Dopo i 5s la Lega e Fi, il peggior perdente è certamente il Pd. Perché è vero che percentualmente, sia pure in quantità irrisoria, avanza ( dal 18,76 al 19,07) attestandosi come seconda forza politica italiana, ma è anche vero che 805mila persone in carne e ossa che l’avevano votato nel 2018 questa volta gli hanno voltato le spalle. Ed è soprattutto vero che il Pd non è riuscito a dispiegare una strategia che avrebbe potuto rimettere in discussione la sostanza del risultato elettorale.

Lo spoglio racconta che i rapporti di forza reali del paese non coincidono con la forza ufficialmente assegnata a schieramenti e partiti. E questo è un dato molto grave col quale il paese dovrà fare i conti. Ovviamente, e guai se non fosse così, questa distorsione non diminuisce di un millimetro la vittoria dell’intero centrodestra spinto e trascinato sulle spalle da FdI e da Giorgia Meloni che ha conquistato sul campo, e per libera scelta degli italiani, la premiership.

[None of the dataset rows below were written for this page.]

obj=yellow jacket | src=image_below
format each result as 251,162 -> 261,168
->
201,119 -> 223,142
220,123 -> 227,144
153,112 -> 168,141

Ma bisogna chiedersi, in un quadro così contraddittorio e frantumato, di fronte a una crisi che investe l’intero sistema politico italiano, perché il Pd (unico a far crescere sia pure lievemente la propria forza, oltre Fdi) sia riuscito a diventare lo sconfitto principale, tanto che per la gravità del colpo sarebbe bene sparisse dal contesto politico del paese. C’è probabilmente nell’indurimento delle analisi e delle proteste contro il Pd una richiesta d’intervento che viene avvertita non risolvibile senza un rinnovamento profondo di quello che, sia pure deformato dal voto e dal sistema elettorale, rimane il punto centrale per la riorganizzazione di una strategia di rinnovamento democratico del paese. Ecco perché, probabilmente, sbaglierebbero gli analisti a considerare il Pd come un partito defunto.